Ortiz-Licon is the senior director of K-16 education for the National Council of La Raza, the largest Latino civil rights and advocacy organization in the nation. She lives in Long Beach.
She said she was “humbled and privileged” by the appointment and thanked the governor for the opportunity to serve on the board. “As a product of the public school system, and parent of two public school students, I view this appointment as an opportunity to serve the 6.2 million students pursuing a K-12 education,” Ortiz-Licon said.
She noted that many of California’s public school students reflect the same “at-risk profile” that she had as young student. She came from an immigrant family that struggled to make ends meet and learned English as a second language.
“I believe that my personal story is shared by many,” she said, “and that my experience can serve as an example of possibility when high expectations, quality policies, and equitable and responsive programs are centered on student needs.”
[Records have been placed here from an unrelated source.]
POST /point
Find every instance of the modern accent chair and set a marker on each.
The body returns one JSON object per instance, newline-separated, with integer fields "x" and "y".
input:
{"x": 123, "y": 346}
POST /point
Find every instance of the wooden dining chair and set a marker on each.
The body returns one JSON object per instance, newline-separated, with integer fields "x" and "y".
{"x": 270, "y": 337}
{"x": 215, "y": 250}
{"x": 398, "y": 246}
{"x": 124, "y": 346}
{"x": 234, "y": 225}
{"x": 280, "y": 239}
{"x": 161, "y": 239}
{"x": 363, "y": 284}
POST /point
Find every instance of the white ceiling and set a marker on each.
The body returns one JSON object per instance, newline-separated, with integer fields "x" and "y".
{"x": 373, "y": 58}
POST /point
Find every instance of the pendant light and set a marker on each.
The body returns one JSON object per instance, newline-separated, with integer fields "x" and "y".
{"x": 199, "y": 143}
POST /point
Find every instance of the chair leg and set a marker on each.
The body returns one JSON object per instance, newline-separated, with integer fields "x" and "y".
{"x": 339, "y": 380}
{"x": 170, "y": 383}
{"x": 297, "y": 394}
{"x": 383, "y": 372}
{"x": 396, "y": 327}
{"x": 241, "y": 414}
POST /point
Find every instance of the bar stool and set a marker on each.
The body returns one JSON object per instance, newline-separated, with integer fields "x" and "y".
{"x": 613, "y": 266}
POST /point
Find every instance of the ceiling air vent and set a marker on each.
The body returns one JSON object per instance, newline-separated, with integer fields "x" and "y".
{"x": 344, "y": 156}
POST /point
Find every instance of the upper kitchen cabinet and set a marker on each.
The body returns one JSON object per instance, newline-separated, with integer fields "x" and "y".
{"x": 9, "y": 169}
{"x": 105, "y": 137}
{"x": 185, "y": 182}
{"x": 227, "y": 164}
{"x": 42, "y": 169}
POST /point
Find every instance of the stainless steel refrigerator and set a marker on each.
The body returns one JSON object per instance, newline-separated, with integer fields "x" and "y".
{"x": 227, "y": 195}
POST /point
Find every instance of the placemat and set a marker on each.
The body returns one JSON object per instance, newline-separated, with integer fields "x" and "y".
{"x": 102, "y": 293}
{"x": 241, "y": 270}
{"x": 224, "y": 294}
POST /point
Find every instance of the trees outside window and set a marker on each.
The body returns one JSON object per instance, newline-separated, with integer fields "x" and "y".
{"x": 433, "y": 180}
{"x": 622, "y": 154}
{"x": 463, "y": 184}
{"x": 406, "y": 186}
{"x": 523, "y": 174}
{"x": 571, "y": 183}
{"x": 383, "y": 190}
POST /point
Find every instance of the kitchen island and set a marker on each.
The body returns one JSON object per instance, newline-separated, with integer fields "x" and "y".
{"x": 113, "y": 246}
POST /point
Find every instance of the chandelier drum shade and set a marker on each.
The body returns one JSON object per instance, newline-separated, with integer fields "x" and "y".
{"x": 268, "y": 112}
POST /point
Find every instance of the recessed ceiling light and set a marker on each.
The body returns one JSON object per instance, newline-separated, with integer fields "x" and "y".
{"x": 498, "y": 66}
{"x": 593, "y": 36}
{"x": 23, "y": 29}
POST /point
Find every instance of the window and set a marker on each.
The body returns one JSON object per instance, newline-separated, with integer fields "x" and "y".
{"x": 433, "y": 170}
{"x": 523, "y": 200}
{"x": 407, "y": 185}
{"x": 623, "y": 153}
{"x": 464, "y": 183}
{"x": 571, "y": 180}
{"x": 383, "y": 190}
Ortiz-Licon received an Ed.D. in educational administration and leadership in 2009, as part of a joint doctoral program offered by Cal State LA and UC Irvine. She credited the program for “assembling a cadre of high caliber faculty that are well-versed in the pressing issues impacting students in the public school system.”
“In particular, I appreciate the mentorship and support of Cal State LA faculty who encouraged critical-thinking and focused on issues of equity,” Ortiz-Licon said. “The joint partnership provided an excellent combination of theory and practice and I hope to leverage my learnings to inform my role on the State Board of Education.”
She earned dual bachelor’s degrees in political science and Chicano studies from UCLA and a master’s degree in city planning from UC Berkeley.
The Board of Education is the policy-making body for academic standards, curriculum, instructional materials, assessments and accountability for public school children from kindergarten through high school. The board has 11 members, all of whom are appointed by the governor and serve staggered four-year terms, with the exception of the student member, who serves a one-year term.
Ryan Smith, executive director of Education Trust-West, signed a letter in support of Ortiz-Licon’s appointment. He wrote to the governor that she “has a history of fiercely advocating for English learners in her work nationally and in Los Angeles with the school board. She helped bridge the gap between community groups and the school board in L.A. and will do the same for the state board.”
Ortiz-Licon has been senior director of K-16 education for the National Council of La Raza since 2013. Prior to that, she served for six years as the organization’s regional director of education for California and the far west.
She also was director of policy for Los Angeles Unified School District Board of Education member David Tokofsky and a teacher for two years in the Long Beach Unified School District.